This issue tracker has been migrated to GitHub ,
and is currently read-only.
For more information,
see the GitHub FAQs in the Python's Developer Guide.
Created on 2009年11月10日 13:57 by doerwalter, last changed 2022年04月11日 14:56 by admin. This issue is now closed.
| Files | ||||
|---|---|---|---|---|
| File name | Uploaded | Description | Edit | |
| issue7300-trunk.patch | vstinner, 2010年03月09日 23:44 | review | ||
| Messages (10) | |||
|---|---|---|---|
| msg95114 - (view) | Author: Walter Dörwald (doerwalter) * (Python committer) | Date: 2009年11月10日 13:57 | |
str.format() doesn't handle unicode arguments:
Python 2.6.4 (r264:75706, Oct 27 2009, 15:18:04)
[GCC 4.2.1 (Apple Inc. build 5646)] on darwin
Type "help", "copyright", "credits" or "license" for more information.
>>> '{0}'.format(u'\u3042')
Traceback (most recent call last):
File "<stdin>", line 1, in <module>
UnicodeEncodeError: 'ascii' codec can't encode character u'\u3042' in
position 0: ordinal not in range(128)
Unicode arguments should be treated in the same way as the % operator
does it: by promoting the format string to unicode:
>>> '%s' % u'\u3042'
u'\u3042'
|
|||
| msg100769 - (view) | Author: STINNER Victor (vstinner) * (Python committer) | Date: 2010年03月09日 22:57 | |
PyString_Format() uses a "goto unicode;" if a '%c' or '%s' argument is unicode. The unicode label converts the partial formatted result (byte string) to unicode, and use PyUnicode_Format() to finish to formatting.
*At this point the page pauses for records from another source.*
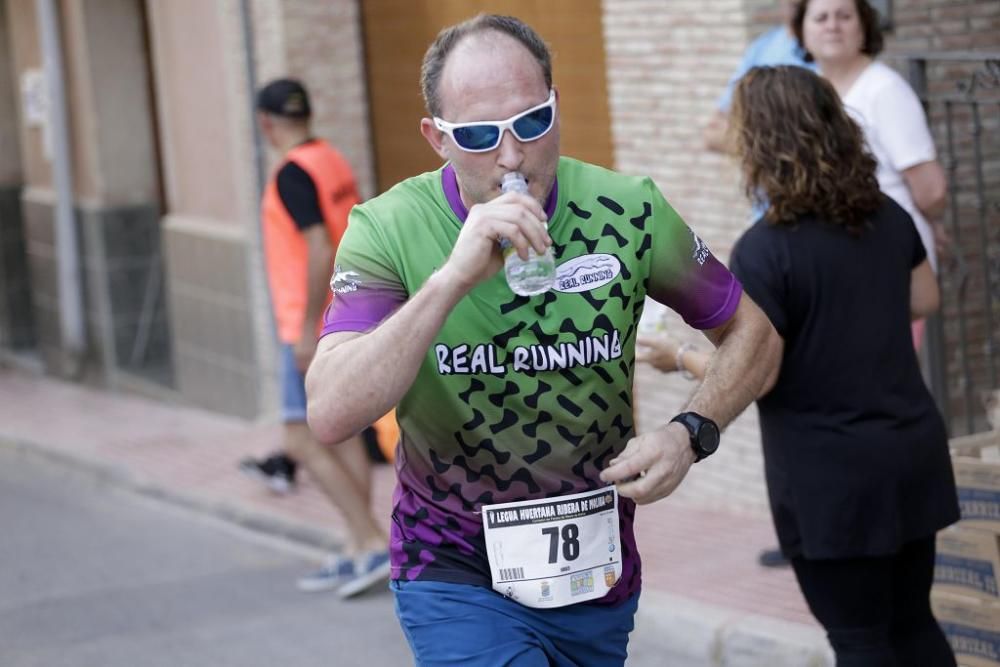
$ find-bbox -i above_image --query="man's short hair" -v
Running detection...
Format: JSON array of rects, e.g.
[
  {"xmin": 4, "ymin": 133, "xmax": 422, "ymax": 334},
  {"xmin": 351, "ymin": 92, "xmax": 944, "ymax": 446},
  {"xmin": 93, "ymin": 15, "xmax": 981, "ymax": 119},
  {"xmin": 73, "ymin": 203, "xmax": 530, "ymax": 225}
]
[
  {"xmin": 257, "ymin": 79, "xmax": 312, "ymax": 119},
  {"xmin": 420, "ymin": 14, "xmax": 552, "ymax": 116}
]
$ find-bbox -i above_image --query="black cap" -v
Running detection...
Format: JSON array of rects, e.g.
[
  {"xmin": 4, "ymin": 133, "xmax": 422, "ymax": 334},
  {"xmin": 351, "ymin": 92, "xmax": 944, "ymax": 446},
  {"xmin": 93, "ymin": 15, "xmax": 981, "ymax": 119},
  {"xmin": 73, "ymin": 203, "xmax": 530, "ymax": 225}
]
[{"xmin": 257, "ymin": 79, "xmax": 312, "ymax": 118}]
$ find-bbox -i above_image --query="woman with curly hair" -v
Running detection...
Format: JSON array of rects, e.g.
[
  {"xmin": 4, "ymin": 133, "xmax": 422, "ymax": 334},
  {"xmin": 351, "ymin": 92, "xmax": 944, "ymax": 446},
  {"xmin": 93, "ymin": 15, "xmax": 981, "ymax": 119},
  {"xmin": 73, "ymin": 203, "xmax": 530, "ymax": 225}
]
[
  {"xmin": 731, "ymin": 67, "xmax": 959, "ymax": 667},
  {"xmin": 792, "ymin": 0, "xmax": 949, "ymax": 347},
  {"xmin": 637, "ymin": 66, "xmax": 959, "ymax": 667}
]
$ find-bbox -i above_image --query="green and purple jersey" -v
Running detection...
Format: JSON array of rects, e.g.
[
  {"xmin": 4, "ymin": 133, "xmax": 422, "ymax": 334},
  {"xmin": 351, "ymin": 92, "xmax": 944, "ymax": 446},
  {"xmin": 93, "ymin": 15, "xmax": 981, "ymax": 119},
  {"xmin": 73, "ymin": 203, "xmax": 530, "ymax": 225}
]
[{"xmin": 323, "ymin": 158, "xmax": 742, "ymax": 603}]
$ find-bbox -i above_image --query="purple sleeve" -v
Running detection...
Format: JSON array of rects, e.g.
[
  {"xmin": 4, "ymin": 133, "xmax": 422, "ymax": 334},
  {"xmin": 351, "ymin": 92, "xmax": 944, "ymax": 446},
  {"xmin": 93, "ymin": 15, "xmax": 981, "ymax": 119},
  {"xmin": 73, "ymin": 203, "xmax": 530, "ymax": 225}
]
[
  {"xmin": 648, "ymin": 181, "xmax": 743, "ymax": 329},
  {"xmin": 320, "ymin": 206, "xmax": 409, "ymax": 338},
  {"xmin": 320, "ymin": 291, "xmax": 406, "ymax": 338}
]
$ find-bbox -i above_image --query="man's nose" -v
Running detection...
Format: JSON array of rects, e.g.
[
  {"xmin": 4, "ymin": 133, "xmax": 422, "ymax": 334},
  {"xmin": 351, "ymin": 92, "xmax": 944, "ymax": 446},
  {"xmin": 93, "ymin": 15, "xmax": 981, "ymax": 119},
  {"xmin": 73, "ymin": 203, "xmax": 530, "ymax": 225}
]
[{"xmin": 497, "ymin": 130, "xmax": 524, "ymax": 171}]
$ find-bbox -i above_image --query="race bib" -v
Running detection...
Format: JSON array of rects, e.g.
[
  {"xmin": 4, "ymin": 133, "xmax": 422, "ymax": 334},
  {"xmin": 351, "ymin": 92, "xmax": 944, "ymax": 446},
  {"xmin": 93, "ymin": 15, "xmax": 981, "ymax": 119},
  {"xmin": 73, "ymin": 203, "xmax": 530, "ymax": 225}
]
[{"xmin": 482, "ymin": 486, "xmax": 622, "ymax": 609}]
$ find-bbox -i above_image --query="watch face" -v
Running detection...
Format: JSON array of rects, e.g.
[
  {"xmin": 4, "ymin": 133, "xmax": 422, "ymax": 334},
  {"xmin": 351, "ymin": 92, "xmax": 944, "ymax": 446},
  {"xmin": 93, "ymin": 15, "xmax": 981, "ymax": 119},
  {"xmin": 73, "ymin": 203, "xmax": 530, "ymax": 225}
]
[{"xmin": 698, "ymin": 420, "xmax": 719, "ymax": 454}]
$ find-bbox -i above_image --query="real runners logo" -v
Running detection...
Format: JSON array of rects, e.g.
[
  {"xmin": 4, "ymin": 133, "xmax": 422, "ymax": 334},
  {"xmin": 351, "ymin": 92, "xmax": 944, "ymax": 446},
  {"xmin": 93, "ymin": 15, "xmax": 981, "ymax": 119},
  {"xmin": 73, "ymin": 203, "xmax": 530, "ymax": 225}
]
[{"xmin": 553, "ymin": 253, "xmax": 622, "ymax": 293}]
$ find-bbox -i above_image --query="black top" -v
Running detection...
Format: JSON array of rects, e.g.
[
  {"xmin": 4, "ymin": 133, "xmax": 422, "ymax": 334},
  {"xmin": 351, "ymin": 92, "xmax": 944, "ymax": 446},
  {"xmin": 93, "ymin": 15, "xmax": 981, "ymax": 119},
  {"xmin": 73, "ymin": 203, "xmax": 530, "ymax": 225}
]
[
  {"xmin": 731, "ymin": 198, "xmax": 959, "ymax": 558},
  {"xmin": 275, "ymin": 140, "xmax": 323, "ymax": 231}
]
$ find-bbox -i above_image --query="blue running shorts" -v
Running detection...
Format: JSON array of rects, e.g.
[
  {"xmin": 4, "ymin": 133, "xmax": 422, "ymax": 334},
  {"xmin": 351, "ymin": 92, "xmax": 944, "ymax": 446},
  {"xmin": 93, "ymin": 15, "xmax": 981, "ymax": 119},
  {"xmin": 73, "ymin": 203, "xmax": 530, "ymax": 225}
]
[
  {"xmin": 279, "ymin": 343, "xmax": 306, "ymax": 424},
  {"xmin": 390, "ymin": 581, "xmax": 639, "ymax": 667}
]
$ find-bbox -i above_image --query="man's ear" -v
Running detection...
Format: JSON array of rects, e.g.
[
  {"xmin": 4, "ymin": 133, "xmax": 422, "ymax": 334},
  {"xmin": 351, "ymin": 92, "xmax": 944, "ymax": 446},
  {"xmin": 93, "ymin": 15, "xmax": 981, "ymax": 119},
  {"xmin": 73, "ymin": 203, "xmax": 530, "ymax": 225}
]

I don't think that you can apply the same algorithm here (converts the partial result to unicode) because it requires to rewrite the format string: arguments can be used twice or more, and used in any order.
Example: "{0} {1}".format("bytes", u"unicode") => switch to unicode occurs at result="bytes ", format=" {1}", arguments=(u"unicode"). Converts "bytes " to unicode is easy, but the format have to be rewritten in " {0}" or something else.
Call trace of str.format(): do_string_format() -> build_string() -> output_markup() -> render_field(). The argument type is proceed in render_field().
|
|||
| msg100770 - (view) | Author: STINNER Victor (vstinner) * (Python committer) | Date: 2010年03月09日 23:44 | |
*Draft* patch fixing the issue: render_field() raises an error if the argument is an unicode argument, string_format() catchs this error and converts self to unicode and call unicode.format(*args, **kw).
Pseudo-code:
try:
# self.format() raises an error if any argument is
# an unicode string)
return self.format(*args,**kw)
except UnicodeError:
unicode = self.decode(default_encoding)
return unicode.format(*args, **kw)
The patch changes the result type of '{}'.format(u'ascii'): it was str and it becomes unicode. The new behaviour is consistent with "%s" % u"ascii" => u"ascii" (unicode).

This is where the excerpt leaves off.